Five Coastal Links South Africa (CLSA) members from the Western Cape and Northern Cape engaged in a Community Exchange Programme with fishers from KwaZulu/Natal (KZN) recently, in what Rovina Marthinus, CLSA member from Arniston describes as an uplifting experience.
Marthinus, Norton Dowries from Langebaan, Florina Albertyn from Hawston, Elroy Adams from Port Nolloth and Rhiaan Coetzee from Doring Bay, all went on the exchange together with Hahn Goliath and Sithembiso Gwaza from Masifundise.
The purpose of the exchange, according to Marthinus, is to allow for communities to learn from each other, and to see what they can take from each other to implement in their communities to improve the lives of fishers and their communities.
“We visited them, to see how they fish and how they live, they and fishers from the Eastern Cape previously visited our communities also,” said Marthinus.
The community they visited was Kosi Bay in Northern KZN on the border between South Africa and Mozambique.
“We observed their living conditions and the techniques they use in fishing, we fish from the boats and use hand-lines, whereas they use traps, the fish kraal, poles, the trees, grass and spears to fish.”
Marthinus said that they also use trapping methods to fish in Arniston, but that their fish kraals, known as ‘vywers’, which they inherited from their ancestors, are made from stone.

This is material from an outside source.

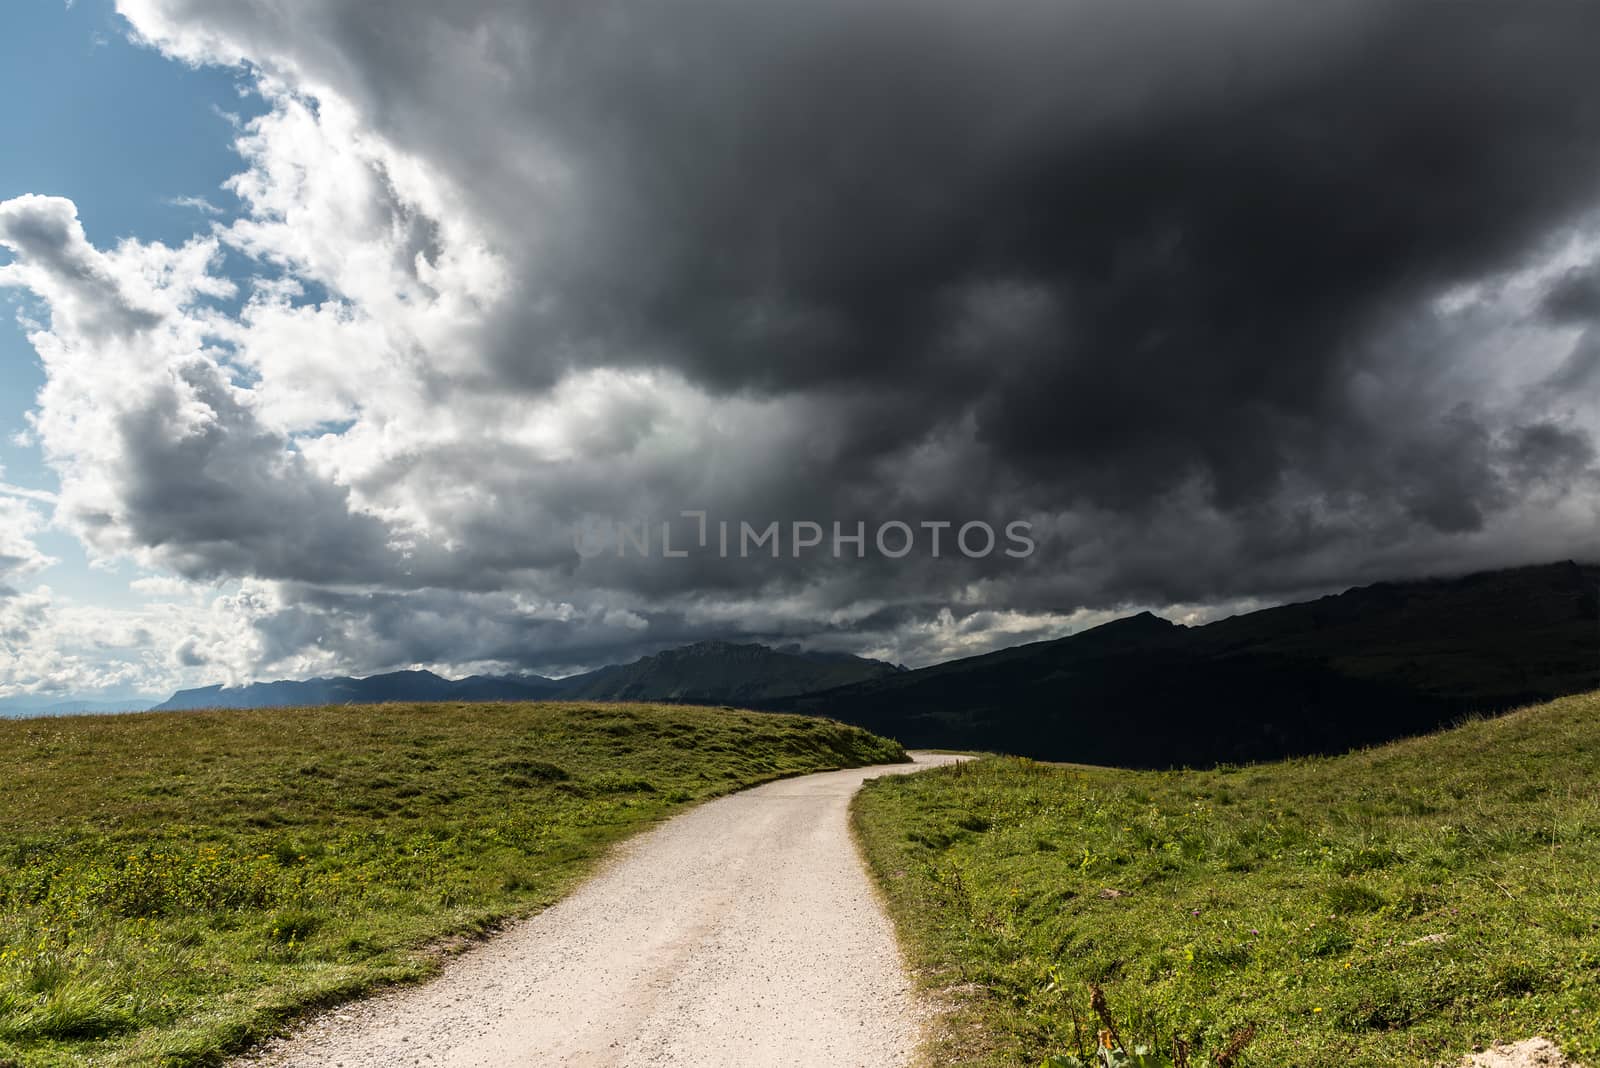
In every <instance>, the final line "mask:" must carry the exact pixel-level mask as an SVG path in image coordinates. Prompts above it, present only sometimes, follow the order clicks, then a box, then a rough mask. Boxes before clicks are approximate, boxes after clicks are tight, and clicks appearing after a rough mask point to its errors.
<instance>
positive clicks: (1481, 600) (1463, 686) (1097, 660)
mask: <svg viewBox="0 0 1600 1068" xmlns="http://www.w3.org/2000/svg"><path fill="white" fill-rule="evenodd" d="M1597 588H1600V568H1595V566H1579V564H1576V563H1571V561H1566V563H1558V564H1547V566H1539V568H1518V569H1510V571H1493V572H1483V574H1475V576H1466V577H1461V579H1442V580H1421V582H1402V584H1378V585H1371V587H1363V588H1355V590H1347V592H1346V593H1341V595H1338V596H1326V598H1322V600H1317V601H1307V603H1302V604H1285V606H1282V608H1274V609H1266V611H1259V612H1248V614H1245V616H1237V617H1232V619H1226V620H1219V622H1214V624H1210V625H1205V627H1176V625H1173V624H1168V622H1166V620H1162V619H1157V617H1154V616H1149V614H1146V616H1133V617H1126V619H1120V620H1115V622H1112V624H1107V625H1104V627H1098V628H1093V630H1085V632H1078V633H1075V635H1070V636H1067V638H1059V640H1054V641H1040V643H1032V644H1026V646H1018V648H1014V649H1003V651H1000V652H990V654H986V656H979V657H968V659H963V660H952V662H949V664H939V665H934V667H928V668H922V670H917V671H902V673H894V675H888V676H883V678H878V679H872V681H867V683H856V684H851V686H845V687H840V689H834V691H826V692H814V694H803V695H798V697H790V699H782V700H773V702H762V707H768V708H773V710H778V711H800V713H822V715H829V716H834V718H837V719H843V721H845V723H854V724H858V726H862V727H866V729H869V731H875V732H878V734H888V735H893V737H896V739H899V740H901V742H906V743H907V745H920V747H950V748H986V750H997V751H1005V753H1019V755H1026V756H1034V758H1038V759H1062V761H1078V763H1091V764H1115V766H1120V767H1181V766H1194V767H1198V766H1205V764H1218V763H1245V761H1266V759H1282V758H1285V756H1301V755H1307V753H1325V755H1333V753H1346V751H1349V750H1352V748H1360V747H1363V745H1378V743H1382V742H1392V740H1395V739H1402V737H1410V735H1418V734H1427V732H1432V731H1437V729H1438V727H1442V726H1445V724H1448V723H1454V721H1458V719H1459V718H1461V716H1464V715H1469V713H1498V711H1506V710H1509V708H1517V707H1522V705H1530V703H1533V702H1539V700H1552V699H1555V697H1563V695H1568V694H1579V692H1587V691H1592V689H1595V687H1597V686H1600V641H1597V635H1600V598H1597Z"/></svg>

She said she can understand why their methods are different, because of a difference in environment, whereas in Arniston, their fishing grounds are more surrounded by sand and rocks, but in Kosi Bay, the fishing grounds are surrounded by greenery like grass and trees and other plant-life.
Just like in Arniston, Marthinus said that fish traps are constructed in such a way that the under-size fish that they target are able to escape from the fish traps.

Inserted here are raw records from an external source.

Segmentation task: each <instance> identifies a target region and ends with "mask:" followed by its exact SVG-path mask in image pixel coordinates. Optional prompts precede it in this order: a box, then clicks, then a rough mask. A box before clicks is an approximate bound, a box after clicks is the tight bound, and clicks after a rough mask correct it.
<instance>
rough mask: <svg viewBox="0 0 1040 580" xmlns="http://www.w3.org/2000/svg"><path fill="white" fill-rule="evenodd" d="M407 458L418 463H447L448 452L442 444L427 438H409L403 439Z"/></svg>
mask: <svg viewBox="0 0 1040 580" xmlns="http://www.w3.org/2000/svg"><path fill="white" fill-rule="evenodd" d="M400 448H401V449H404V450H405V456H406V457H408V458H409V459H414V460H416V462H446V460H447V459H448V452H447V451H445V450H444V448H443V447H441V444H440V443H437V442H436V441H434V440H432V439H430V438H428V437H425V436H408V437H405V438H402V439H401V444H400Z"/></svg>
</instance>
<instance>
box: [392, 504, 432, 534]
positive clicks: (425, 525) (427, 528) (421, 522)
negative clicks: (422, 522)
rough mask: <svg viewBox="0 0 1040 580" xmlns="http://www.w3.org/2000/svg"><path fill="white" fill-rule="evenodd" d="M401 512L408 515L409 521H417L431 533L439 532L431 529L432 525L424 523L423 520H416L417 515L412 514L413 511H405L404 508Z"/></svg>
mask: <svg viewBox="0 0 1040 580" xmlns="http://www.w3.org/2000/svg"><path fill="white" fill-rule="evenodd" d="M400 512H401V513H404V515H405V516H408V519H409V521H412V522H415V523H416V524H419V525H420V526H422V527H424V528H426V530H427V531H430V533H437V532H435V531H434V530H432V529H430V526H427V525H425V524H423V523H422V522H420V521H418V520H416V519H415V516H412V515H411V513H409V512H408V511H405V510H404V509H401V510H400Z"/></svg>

“A big learning experience for me was how close-knit the community is, how they preserve their cultures and traditions, and how they pass their traditions, culture techniques and fishing skills from generation to generation.”

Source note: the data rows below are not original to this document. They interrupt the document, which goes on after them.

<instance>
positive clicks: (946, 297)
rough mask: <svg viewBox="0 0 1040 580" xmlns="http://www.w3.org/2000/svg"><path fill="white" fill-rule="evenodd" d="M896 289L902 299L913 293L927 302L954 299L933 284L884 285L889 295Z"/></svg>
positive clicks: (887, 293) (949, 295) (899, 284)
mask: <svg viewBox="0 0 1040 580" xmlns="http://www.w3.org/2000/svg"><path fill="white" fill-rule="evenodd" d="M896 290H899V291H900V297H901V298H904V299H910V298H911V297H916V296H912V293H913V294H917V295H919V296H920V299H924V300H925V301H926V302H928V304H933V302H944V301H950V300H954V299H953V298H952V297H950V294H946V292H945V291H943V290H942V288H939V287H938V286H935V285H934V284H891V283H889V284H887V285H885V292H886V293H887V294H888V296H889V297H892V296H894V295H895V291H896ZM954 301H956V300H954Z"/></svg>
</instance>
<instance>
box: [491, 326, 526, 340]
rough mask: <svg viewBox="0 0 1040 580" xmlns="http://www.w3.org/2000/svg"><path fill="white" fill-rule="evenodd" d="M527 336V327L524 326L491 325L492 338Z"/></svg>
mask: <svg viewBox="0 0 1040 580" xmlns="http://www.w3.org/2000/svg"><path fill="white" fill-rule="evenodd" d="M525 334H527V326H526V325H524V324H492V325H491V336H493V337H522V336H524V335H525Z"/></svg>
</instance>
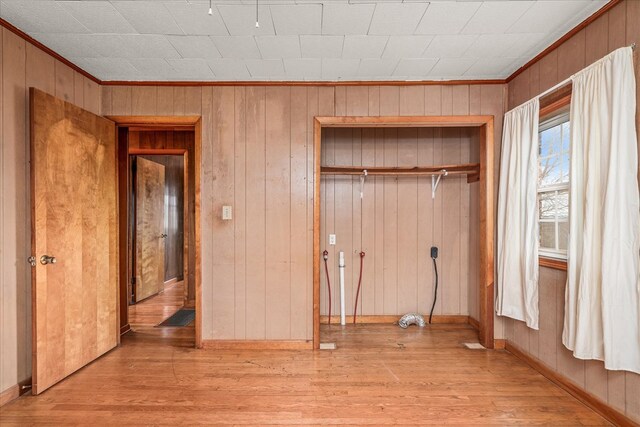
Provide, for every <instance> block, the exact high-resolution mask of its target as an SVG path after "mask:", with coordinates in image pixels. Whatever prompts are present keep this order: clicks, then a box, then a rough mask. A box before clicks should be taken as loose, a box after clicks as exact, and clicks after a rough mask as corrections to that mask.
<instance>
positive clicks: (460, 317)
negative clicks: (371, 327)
mask: <svg viewBox="0 0 640 427" xmlns="http://www.w3.org/2000/svg"><path fill="white" fill-rule="evenodd" d="M401 317H402V316H388V315H365V316H358V317H356V324H357V325H359V324H389V325H393V324H396V323H398V320H400V318H401ZM424 318H425V320H428V316H424ZM328 319H329V316H320V324H324V325H326V324H327V321H328ZM431 321H432V323H438V324H442V323H455V324H464V323H469V316H465V315H437V316H433V318H432V319H431ZM331 324H332V325H339V324H340V316H331ZM347 325H353V316H347ZM472 326H473V325H472Z"/></svg>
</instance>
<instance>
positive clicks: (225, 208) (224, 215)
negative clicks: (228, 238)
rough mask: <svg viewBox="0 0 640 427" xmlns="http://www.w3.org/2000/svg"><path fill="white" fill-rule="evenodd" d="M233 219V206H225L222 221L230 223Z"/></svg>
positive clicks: (223, 212) (222, 211) (222, 210)
mask: <svg viewBox="0 0 640 427" xmlns="http://www.w3.org/2000/svg"><path fill="white" fill-rule="evenodd" d="M232 218H233V210H232V209H231V206H223V207H222V219H223V220H225V221H228V220H230V219H232Z"/></svg>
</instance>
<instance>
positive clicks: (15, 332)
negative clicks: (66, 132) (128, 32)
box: [0, 28, 101, 392]
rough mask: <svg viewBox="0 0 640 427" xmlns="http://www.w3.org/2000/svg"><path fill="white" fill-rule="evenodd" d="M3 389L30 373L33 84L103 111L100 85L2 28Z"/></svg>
mask: <svg viewBox="0 0 640 427" xmlns="http://www.w3.org/2000/svg"><path fill="white" fill-rule="evenodd" d="M0 46H1V50H0V83H1V84H0V86H1V89H0V91H1V95H0V96H1V99H2V102H0V129H1V131H0V138H1V144H0V168H1V169H2V180H1V181H0V187H1V191H2V197H0V242H1V243H0V245H2V246H1V247H2V250H1V254H2V257H0V292H1V294H0V305H1V306H0V313H1V315H0V392H1V391H4V390H7V389H8V388H10V387H12V386H14V385H16V384H17V383H18V382H19V381H23V380H25V379H27V378H29V377H30V375H31V267H29V265H28V264H27V262H26V259H27V257H28V256H30V255H31V243H30V242H31V226H30V221H31V215H30V212H31V209H30V199H29V197H30V189H29V111H28V105H29V101H28V92H29V91H28V88H29V87H31V86H33V87H36V88H38V89H41V90H44V91H45V92H47V93H50V94H52V95H55V96H56V97H58V98H61V99H64V100H66V101H69V102H72V103H74V104H75V105H78V106H80V107H82V108H84V109H86V110H89V111H91V112H93V113H96V114H100V106H101V91H100V86H98V84H96V83H94V82H93V81H91V80H89V79H87V78H86V77H84V76H82V75H81V74H79V73H77V72H75V71H73V70H72V69H71V68H69V67H67V66H66V65H64V64H62V63H61V62H59V61H57V60H56V59H54V58H53V57H51V56H49V55H48V54H46V53H44V52H43V51H41V50H40V49H38V48H36V47H35V46H33V45H31V44H30V43H27V42H25V41H24V40H23V39H22V38H20V37H18V36H16V35H15V34H13V33H12V32H10V31H8V30H6V29H5V28H0Z"/></svg>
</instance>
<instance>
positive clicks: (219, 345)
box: [202, 340, 313, 350]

“They have managed to protect their fishing grounds and also managed to expand their fishing grounds.”
Marthinus says that the way the community functions will stand them in good stead if they should decide to form co-operatives under the new small-scale fishing policy.
“The people really know how to work together, when meetings are called, everybody attends, they sit on the ground, and they will hold their meetings, outside, under the tree, and they do not have a great need for meeting halls.”
The community lives far from big towns, and people have to walk long distances to get to the nearest shops, with some of the roads only going up to certain places, from where you have to travel by foot if you wish to reach your destination.
Marthinus says the community also lives close to nature, and many engage in farming activities and raising livestock.
They also live in a marine protected area (MPA) which places a lot of restrictions on how much fish they can catch and that they can only catch fish for the pot and not for resale.
“They are successful in fishing and farming.”
Marthinus says that how they fish, how they live and how the community functions, with people co-operating with each other for the common good of the community, are some of the things she and her fellow exchange members will take home with them.
Marthinus feels that if communities can function like the fishers from Kosi Bay, that there co-operatives will function well, and that she will definitely take this to her fishing community.
On the other hand, she says, that the visiting delegates could help the Kosi Bay fishers with how to market their fish, since they are allowed to sell their fish, and that the fishers from Kosi By will need such help, because presently, they cannot sell their fish.